Alors que nombre de professionnels de l’immobilier sont convaincus que la crise est déjà terminée, certains experts pensent, au contraire, que les prix de la pierre pourraient continuer à baisser dans les années à venir. Selon Pakash Loungani, conseiller du département Recherche du FMI, les prix des logements ne peuvent pas durablement s’écarter du niveau des revenus des ménages.

Or, le même économiste observe que les premières corrections enregistrées depuis le début de la crise n’ont justement pas encore permis d’effacer la flambée des années passées et de retrouver des niveaux de prix acceptables : « le ratio des prix immobiliers par rapport aux revenus reste au dessus des moyennes de long terme dans la plupart des économies développées », affirme-t-il statistiques de l’OCDE à l’appui. C’est notamment le cas en Espagne, en France, en Irlande et, dans une moindre mesure aux Etats-Unis.

Bonjour à tous,

L’immobilier est un peu comme la bourse en ce moment: déboussolé.
Je fais partie de ceux qui pensent que la baisse est terminée, mais on s’oriente à mon avis plus vers une stabilisation des prix qu’autre chose.
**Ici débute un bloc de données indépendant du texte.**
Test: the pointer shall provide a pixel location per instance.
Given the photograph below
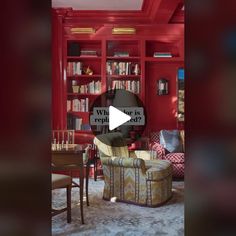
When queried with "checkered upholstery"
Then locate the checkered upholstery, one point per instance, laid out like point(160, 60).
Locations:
point(177, 159)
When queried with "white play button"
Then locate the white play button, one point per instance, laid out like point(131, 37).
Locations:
point(117, 118)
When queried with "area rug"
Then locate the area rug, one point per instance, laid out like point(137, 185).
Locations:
point(115, 218)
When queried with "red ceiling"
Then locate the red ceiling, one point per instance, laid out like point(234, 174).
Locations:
point(153, 12)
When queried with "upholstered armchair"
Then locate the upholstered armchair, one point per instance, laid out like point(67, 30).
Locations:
point(176, 158)
point(132, 179)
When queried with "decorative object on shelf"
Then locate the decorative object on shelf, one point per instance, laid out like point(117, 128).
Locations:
point(73, 49)
point(121, 54)
point(136, 69)
point(82, 30)
point(162, 54)
point(123, 31)
point(162, 86)
point(75, 88)
point(88, 53)
point(88, 71)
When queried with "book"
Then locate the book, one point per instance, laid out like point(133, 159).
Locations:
point(162, 54)
point(130, 85)
point(88, 53)
point(121, 54)
point(122, 68)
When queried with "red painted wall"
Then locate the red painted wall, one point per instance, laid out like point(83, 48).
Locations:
point(161, 110)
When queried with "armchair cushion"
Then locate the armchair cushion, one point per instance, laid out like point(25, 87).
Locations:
point(143, 154)
point(158, 169)
point(171, 141)
point(112, 144)
point(60, 181)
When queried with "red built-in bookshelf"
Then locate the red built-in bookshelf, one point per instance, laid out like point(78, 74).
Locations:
point(161, 110)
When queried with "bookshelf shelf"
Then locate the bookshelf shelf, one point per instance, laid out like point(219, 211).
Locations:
point(163, 59)
point(123, 58)
point(83, 131)
point(77, 77)
point(79, 58)
point(124, 77)
point(83, 94)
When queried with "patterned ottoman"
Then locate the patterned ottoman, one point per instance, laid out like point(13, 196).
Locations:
point(177, 159)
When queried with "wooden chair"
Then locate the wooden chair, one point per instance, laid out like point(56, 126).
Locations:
point(63, 135)
point(69, 136)
point(63, 181)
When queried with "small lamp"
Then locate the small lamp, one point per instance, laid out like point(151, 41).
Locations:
point(162, 86)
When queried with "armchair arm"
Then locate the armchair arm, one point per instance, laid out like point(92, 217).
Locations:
point(124, 162)
point(143, 154)
point(160, 150)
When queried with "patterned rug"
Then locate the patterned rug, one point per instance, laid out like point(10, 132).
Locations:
point(115, 218)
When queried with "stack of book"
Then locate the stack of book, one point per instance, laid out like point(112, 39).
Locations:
point(74, 68)
point(94, 87)
point(88, 53)
point(162, 54)
point(121, 54)
point(130, 85)
point(76, 123)
point(78, 105)
point(122, 68)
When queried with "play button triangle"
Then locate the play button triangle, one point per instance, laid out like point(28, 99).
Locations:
point(117, 118)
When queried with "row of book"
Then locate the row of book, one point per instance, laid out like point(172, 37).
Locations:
point(94, 87)
point(78, 105)
point(74, 68)
point(162, 54)
point(88, 53)
point(122, 68)
point(130, 85)
point(76, 123)
point(121, 54)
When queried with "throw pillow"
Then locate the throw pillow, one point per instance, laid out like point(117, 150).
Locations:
point(170, 139)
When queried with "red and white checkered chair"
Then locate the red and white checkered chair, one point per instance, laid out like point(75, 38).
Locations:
point(177, 159)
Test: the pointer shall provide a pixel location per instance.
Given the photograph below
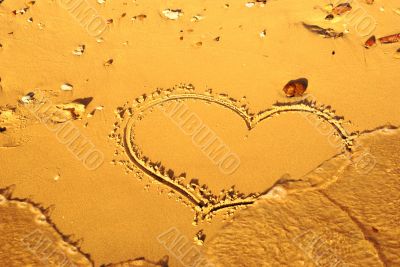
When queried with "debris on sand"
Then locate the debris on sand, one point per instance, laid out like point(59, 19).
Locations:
point(66, 87)
point(141, 262)
point(172, 14)
point(397, 54)
point(69, 111)
point(140, 17)
point(370, 42)
point(341, 9)
point(390, 39)
point(79, 50)
point(108, 62)
point(28, 98)
point(326, 33)
point(296, 87)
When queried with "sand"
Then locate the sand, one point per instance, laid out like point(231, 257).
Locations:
point(98, 139)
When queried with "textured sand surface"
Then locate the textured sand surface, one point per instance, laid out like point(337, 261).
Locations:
point(351, 221)
point(76, 134)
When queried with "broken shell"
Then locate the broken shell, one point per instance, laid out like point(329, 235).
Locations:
point(341, 9)
point(172, 14)
point(295, 87)
point(79, 50)
point(66, 87)
point(28, 98)
point(109, 62)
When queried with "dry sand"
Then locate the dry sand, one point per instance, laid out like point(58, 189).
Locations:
point(226, 63)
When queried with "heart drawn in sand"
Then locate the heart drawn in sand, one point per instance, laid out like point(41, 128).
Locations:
point(204, 202)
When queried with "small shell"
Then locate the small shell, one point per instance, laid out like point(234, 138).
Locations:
point(341, 9)
point(370, 42)
point(172, 14)
point(295, 87)
point(394, 38)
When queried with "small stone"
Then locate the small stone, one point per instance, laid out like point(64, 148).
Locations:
point(295, 87)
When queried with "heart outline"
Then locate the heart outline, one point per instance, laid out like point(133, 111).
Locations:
point(203, 207)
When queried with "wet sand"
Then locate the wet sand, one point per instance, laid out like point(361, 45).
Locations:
point(247, 54)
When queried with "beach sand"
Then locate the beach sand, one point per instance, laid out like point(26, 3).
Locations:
point(122, 170)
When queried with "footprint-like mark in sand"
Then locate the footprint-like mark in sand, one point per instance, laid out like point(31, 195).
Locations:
point(204, 202)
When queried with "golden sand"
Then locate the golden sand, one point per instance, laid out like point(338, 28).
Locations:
point(102, 103)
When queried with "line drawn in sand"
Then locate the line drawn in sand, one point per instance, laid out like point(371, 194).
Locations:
point(204, 202)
Quelques éléments de réflexion:

- Les indicateurs de prix de l’immobilier:
http://www.directgestion.com/sinformer/indicateurs
On voit que depuis 3 mois, la tendance a l’air de s’être inversée

- L’analyse de l’évolution des tendances passées depuis 1970:
http://www.bulle-immobiliere.org/forum/viewtopic.php?p=98002
Ceci nous apprend que la baisse de l’immobilier que nous avons connue a été la plus courte depuis 1970.
Tout le potentiel de baisse n’a sans doute pas été absorbé mais vu qu’on est reparti à la hausse, il n’est pas
facile de dire pourquoi ou comment la tendance pourrait à nouveau s’inverser.
A mon humble avis, l’immobilier est plus le terrain de jeu des investisseurs que des spéculateurs, ce qui
amène moins de volatilité et moins de renversements de tendance qu’en bourse.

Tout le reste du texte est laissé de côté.